In comedy it is often said that timing is everything. Last year on October 8th, McSweeney’s posted my unabashed love letter to an artist of tremendous stature and historical importance whose work I had always held dear: Bill Cosby. It was also a story about how Bill had shown me… and more importantly my family… great kindness. Nine days later, a video of comedian Hannibal Buress on stage calling Cosby a rapist during a performance in Bill’s native Philadelphia became a kind of “shot heard ‘round the world,” generating widespread media attention and prompting dozens of women to come forward and tell about the horrors they had been subjected to at the hands of “America’s Dad.”
Back when I was a young stand up comedian in the mid-1980s and early-1990s, I knew a charming and personable comic named Vince Champ. We worked the road together many times and became good friends. I wrote a lot of material for him, including an entire monologue about the 1992 presidential race for an appearance Vince made on A&E’s An Evening at the Improv. Vince even attended the bachelor party roast that was held prior to my wedding in 1993. Shortly thereafter, I pretty much stopped performing when I moved into TV development and Vince and I lost touch. Then in 1997, I got a call from another comedian friend asking me if I had heard about Vince. I guessed that he had gotten some big break as he had already done Star Search and a bunch of late night shows. But no. Vince had been arrested for an attempted rape. I never saw it coming. In the following weeks and months, the story unfolded and Vince Champ would be charged with a string of rapes on college campuses across the country. The dates and locations of the assaults lined up with his calendar of performances. He has since been tried, sentenced, and will likely remain behind bars for the rest of his life. I have never written about Vince and have barely even spoken of him since. The crimes were incomprehensible to me and the fact that I spent many years in Vince’s company without the slightest inkling about his unspeakable dark side, even in hindsight, troubles me to this day. I have always seen comedy as a noble pursuit. A calling to rescue us all from our worries and pain. And while I have seen many incarnations of the tragic face that sometimes exists underneath the comic’s mask, I didn’t know how to accept how anyone whose purpose was to bring joy and laughter could be that evil.
Bill Cosby isn’t just any comedian. He is a legend. A hero. An icon. And with that stature came power and influence. The power and influence to, in the words of his accusers, take advantage of women’s trust and admiration, drug them, sexually assault them and then control the story afterwards. And if I’m going to be really honest with you all… and with myself… I had heard rumors about Bill for years. But shockingly, even after the tragic Vince Champ ordeal, I’m ashamed to admit that I chose to dismiss them as just that. Rumors. Hearsay. I suppose I just didn’t want it to be true. But if it holds true that where there’s smoke there’s fire, I have never seen this much smoke. And once the smoke clears, all that will be left is the scorched earth.

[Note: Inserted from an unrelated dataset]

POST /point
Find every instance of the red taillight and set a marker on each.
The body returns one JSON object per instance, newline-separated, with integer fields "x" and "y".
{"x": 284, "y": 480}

Certainly this saga is continuing to play out and many other people way more qualified than me will continue to write about it. And although it’s far less important than the devastation to the lives of everyone involved, friends have called me onto the carpet about my relationship to Cosby’s work. To the affection I have felt for him in the past. To the essay that has remained on McSweeney’s Internet Tendency. To the signed LP cover that continued to hang on my wall. Until very recently, I sought sanctuary in my belief that it’s sometimes necessary to separate the artist from their art. That I could hold onto what always meant something to me and that Bill’s work and his legacy might remain unmarred. But here’s the problem. Especially with a comedian, the artist and the art are one and the same. You love the art because you love the artist. It’s not a disembodied, freestanding collection of jokes and stories. It’s a human being who is the vessel. The comedian is the art personified.
A couple of weeks ago, New York Magazine featured a cover story where 35 of the women who have come forward to tell their stories were pictured, seated side-by-side-by-side. Their interviews are archived, in print and on video, describing the heartless brutality they endured in excruciating detail. At that point, the dam burst. I wept. I knew it was time. I decided that I wouldn’t ask McSweeney’s to take down my pre-existing essay about Bill. It remains a true reflection of my feelings up to that moment. But I did feel compelled to write this follow up. Because a few days ago, I took Cosby’s signed LP down off of my wall. It’s over. I can no longer bring myself to watch or listen to Bill’s work. I have a little girl who is turning eight later this month. And while I will always love comedy, I love my daughter more.